В наш тамбур вновь заколотили. Я вздрагивал от глухих, но громких ударов. И на каждый следующий удар моя барабанная перепонка стучала в ответ. Я закрыл уши, надеясь, что незваные гости испарятся, если никто не откроет. Что подумают, будто вагон пуст… Но стук не прекращался ни на секунду. Повеяло могильным холодом. Из глубины вагона послышался протяжный стон, что-то медленно заскрипело. Я зажмурился. Из-за давления на зрительный нерв стали возникать необычные узоры разных форм и цветов, которые неожиданно для меня стали принимать пугающие очертания. Снова Висельник. Доносится стук — картинка меняется. Корчащийся от боли и ужаса составитель без языка, с обрубками вместо пальцев, лежащий на рельсах, и... Терминаторы, разбирающие вагон? Я медленно выдохнул и открыл глаза. Чёрт! Выходит, я всё-таки до ужаса мнительный.
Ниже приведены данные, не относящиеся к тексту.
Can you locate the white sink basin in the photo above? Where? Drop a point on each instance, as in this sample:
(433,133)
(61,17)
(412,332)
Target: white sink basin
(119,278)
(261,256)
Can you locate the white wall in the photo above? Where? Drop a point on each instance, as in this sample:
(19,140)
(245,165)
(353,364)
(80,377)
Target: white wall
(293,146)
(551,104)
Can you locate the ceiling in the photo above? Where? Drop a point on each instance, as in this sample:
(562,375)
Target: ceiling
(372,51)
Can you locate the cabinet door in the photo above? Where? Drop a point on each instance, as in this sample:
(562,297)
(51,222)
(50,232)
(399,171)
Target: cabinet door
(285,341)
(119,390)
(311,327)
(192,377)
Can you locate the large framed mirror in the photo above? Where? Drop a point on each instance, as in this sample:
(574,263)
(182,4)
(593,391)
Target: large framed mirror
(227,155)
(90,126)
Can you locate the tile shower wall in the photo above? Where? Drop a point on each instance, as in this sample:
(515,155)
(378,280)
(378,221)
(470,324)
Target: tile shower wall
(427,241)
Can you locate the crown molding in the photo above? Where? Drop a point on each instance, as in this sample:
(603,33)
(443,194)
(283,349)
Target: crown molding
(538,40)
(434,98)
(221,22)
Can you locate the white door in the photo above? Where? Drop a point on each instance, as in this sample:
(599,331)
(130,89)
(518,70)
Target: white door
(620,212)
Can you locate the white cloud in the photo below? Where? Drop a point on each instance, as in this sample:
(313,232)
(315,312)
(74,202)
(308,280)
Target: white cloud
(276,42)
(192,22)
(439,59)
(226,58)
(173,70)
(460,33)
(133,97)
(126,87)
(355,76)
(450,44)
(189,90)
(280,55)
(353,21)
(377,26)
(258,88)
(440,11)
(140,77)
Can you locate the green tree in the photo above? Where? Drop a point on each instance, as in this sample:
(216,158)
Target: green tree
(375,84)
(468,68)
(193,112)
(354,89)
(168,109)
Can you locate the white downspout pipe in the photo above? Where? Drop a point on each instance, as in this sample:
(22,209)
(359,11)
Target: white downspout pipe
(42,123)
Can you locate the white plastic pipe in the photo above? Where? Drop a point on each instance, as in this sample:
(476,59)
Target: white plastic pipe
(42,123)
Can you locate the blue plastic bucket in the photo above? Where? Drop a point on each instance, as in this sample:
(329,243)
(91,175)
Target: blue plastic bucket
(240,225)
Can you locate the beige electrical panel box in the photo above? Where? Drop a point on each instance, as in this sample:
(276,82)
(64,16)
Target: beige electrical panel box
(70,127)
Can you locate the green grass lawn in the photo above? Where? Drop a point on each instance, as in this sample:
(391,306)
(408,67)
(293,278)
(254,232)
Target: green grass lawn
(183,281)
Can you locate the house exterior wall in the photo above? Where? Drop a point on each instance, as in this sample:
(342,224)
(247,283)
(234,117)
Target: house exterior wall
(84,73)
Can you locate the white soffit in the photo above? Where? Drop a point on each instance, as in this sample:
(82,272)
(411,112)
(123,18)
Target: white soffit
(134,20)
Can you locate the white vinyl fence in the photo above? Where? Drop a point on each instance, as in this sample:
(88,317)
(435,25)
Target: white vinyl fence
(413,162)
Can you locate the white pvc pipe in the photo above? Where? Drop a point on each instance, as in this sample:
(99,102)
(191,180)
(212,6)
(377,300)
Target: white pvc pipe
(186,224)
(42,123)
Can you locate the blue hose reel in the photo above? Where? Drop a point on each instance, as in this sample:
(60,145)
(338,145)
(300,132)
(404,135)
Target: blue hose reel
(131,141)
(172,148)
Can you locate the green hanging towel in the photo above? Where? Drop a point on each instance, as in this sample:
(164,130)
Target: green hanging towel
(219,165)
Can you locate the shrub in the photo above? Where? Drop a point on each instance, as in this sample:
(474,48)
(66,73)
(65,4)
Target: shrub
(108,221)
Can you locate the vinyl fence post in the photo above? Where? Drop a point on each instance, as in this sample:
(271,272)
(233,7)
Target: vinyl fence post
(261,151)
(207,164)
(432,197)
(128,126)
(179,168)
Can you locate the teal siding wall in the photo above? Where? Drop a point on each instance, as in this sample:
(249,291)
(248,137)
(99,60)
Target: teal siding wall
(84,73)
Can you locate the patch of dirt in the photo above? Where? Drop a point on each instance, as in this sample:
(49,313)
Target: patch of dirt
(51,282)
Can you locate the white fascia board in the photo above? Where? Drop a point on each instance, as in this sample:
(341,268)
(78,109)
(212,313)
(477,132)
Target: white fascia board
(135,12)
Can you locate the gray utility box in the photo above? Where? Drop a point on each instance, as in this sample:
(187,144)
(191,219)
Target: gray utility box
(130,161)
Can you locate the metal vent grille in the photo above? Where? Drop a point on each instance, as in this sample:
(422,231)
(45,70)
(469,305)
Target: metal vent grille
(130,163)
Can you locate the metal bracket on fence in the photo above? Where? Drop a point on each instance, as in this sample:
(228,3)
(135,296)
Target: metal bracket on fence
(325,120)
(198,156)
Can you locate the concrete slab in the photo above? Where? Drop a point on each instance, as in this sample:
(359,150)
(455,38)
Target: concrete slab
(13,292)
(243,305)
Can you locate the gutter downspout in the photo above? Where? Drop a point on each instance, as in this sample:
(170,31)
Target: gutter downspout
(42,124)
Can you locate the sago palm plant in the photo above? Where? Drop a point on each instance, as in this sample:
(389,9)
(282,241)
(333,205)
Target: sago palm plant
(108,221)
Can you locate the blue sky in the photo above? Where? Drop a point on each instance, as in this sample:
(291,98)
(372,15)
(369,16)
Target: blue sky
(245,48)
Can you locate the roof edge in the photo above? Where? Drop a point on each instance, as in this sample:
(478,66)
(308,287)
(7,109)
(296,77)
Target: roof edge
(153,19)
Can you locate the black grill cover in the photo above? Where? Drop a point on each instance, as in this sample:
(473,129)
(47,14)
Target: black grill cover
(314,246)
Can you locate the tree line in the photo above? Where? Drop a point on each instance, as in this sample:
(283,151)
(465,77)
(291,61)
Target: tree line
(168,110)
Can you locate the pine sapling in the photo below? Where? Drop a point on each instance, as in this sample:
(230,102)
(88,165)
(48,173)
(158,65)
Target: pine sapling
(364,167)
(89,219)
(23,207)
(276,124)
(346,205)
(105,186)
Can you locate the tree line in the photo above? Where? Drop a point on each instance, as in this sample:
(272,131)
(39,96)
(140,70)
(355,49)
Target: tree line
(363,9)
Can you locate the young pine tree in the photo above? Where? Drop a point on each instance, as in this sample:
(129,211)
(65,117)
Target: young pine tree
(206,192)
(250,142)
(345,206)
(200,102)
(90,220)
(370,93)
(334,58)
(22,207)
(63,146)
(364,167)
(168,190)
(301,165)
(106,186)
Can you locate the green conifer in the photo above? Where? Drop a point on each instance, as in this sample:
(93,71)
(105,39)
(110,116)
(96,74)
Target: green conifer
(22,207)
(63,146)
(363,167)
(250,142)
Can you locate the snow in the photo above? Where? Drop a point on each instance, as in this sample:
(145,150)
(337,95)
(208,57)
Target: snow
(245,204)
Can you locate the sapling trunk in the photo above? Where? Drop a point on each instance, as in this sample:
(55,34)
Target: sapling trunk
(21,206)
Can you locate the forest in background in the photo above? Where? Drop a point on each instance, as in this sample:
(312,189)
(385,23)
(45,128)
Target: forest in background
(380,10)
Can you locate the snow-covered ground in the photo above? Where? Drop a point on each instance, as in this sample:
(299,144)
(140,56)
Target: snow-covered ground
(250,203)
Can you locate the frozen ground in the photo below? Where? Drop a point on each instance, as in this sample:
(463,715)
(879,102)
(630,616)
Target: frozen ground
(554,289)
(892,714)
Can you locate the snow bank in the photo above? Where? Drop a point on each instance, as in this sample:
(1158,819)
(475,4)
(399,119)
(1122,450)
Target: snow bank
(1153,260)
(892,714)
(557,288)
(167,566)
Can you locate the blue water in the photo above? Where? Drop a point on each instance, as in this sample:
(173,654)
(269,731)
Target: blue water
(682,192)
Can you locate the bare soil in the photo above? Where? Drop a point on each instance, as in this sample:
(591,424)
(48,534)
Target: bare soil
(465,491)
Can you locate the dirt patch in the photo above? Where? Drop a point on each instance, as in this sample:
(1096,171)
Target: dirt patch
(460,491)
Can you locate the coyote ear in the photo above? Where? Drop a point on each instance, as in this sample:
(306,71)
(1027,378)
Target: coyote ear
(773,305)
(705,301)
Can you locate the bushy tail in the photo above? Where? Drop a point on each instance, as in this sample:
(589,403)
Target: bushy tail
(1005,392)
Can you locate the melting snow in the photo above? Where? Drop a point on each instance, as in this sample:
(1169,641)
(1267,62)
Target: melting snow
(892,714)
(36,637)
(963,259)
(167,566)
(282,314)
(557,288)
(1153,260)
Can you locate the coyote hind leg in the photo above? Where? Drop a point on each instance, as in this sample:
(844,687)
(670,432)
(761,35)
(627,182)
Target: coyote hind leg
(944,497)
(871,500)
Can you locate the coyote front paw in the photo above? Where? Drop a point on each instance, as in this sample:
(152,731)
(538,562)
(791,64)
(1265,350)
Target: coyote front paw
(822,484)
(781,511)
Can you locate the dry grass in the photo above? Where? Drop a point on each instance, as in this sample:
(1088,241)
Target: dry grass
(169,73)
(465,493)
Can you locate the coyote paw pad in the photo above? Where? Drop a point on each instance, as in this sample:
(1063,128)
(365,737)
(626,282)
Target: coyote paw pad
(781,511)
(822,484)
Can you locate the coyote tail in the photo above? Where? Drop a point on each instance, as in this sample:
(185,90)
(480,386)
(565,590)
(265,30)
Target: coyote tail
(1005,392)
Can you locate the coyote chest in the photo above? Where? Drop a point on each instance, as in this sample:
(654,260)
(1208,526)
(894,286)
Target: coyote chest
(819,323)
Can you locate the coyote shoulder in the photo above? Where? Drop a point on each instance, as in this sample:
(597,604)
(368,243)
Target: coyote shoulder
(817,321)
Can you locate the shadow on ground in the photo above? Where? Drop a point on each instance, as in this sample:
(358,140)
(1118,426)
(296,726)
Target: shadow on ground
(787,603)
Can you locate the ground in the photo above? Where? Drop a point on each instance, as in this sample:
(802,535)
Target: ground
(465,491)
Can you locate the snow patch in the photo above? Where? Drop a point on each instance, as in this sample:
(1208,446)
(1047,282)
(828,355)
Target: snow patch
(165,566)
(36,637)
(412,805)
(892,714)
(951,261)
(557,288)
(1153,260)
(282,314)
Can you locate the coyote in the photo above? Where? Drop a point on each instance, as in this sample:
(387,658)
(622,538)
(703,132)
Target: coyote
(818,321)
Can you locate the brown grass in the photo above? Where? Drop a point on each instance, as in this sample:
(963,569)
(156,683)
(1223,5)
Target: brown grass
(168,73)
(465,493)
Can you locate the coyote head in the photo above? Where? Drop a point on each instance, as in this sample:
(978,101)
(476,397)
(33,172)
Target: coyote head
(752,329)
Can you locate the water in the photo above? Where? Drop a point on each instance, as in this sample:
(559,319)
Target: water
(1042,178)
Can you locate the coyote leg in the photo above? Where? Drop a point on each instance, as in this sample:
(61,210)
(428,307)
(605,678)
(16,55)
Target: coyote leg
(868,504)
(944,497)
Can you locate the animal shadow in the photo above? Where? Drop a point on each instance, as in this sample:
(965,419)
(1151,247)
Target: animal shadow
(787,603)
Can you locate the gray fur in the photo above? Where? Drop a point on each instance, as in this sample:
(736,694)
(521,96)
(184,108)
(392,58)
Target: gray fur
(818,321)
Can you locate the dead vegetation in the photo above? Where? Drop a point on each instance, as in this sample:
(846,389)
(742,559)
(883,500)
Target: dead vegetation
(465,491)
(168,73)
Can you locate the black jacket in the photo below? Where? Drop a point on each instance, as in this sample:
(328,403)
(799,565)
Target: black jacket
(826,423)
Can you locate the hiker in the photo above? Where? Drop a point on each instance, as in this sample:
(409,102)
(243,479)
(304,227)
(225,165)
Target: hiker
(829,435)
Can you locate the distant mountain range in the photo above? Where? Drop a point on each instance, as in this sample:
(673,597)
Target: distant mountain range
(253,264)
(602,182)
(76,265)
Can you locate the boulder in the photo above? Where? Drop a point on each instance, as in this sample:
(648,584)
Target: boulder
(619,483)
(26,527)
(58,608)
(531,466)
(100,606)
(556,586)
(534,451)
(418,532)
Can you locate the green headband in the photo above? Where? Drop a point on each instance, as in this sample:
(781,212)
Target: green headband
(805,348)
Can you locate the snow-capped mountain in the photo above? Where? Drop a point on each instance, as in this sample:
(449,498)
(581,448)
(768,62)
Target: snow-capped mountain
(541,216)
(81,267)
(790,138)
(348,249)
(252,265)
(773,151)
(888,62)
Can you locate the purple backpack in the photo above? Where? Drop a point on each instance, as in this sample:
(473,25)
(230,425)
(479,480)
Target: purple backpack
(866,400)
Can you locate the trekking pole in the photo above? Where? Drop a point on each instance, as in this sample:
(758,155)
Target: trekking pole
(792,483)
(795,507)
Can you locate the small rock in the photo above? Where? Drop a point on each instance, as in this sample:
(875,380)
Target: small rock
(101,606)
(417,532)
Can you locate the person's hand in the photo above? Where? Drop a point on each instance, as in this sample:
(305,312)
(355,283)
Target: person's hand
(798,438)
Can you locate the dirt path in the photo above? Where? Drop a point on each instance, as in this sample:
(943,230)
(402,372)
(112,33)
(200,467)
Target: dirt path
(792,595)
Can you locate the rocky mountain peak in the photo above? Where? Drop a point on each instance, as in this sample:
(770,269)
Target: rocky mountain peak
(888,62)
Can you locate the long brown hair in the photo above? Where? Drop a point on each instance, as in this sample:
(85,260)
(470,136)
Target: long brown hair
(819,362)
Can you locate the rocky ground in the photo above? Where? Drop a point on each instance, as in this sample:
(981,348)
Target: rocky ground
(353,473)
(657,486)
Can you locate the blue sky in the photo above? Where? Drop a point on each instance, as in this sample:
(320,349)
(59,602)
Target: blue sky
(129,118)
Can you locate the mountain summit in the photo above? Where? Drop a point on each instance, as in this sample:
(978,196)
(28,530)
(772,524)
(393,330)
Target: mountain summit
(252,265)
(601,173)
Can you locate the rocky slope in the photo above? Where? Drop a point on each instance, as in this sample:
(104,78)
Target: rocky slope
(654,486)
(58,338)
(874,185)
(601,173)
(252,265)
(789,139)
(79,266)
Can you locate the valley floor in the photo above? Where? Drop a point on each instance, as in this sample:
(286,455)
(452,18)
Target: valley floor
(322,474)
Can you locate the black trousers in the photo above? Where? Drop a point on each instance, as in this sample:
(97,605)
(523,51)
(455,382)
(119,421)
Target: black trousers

Весь разговор с Витей отложился в моей голове… А потом ещё этот скрытный Лёня и… Здравствуй, острая паранойя!

Не помню как, но в секундную вспышку смелости и скептичности я вскочил и оказался в тамбуре у окна. Я попытался доказать себе, что это обычные люди. Однако открывать дверь по совету Лёни всё же не стал. Я даже ухмыльнулся тому, что стою точно так же, как и он: чуть поодаль, выглядывая одним глазом. Горло сковало сомнение, руки и колени вероломно задрожали. Теперь мне выдалась возможность поближе рассмотреть гостей.
Впереди стоял невысокий человек. Его голова казалась несоразмерно большой. Под тусклым освещением блестела жирная, с редкими седыми волосами по краям плешь. Маленькие мышиные глаза сидели глубоко. Нос картошкой нависал над густыми чёрными усами. Напомаженные на стариный манер они скрывали рот. Синий драповый пиджак с непонятным орнаментом обтягивал круглый живот, а из-за уха человека торчал карандаш или сигарета. В махоньких ладонях он держал чёрную папку. Сзади него громадною тенью возвышался некто в чёрном пальто.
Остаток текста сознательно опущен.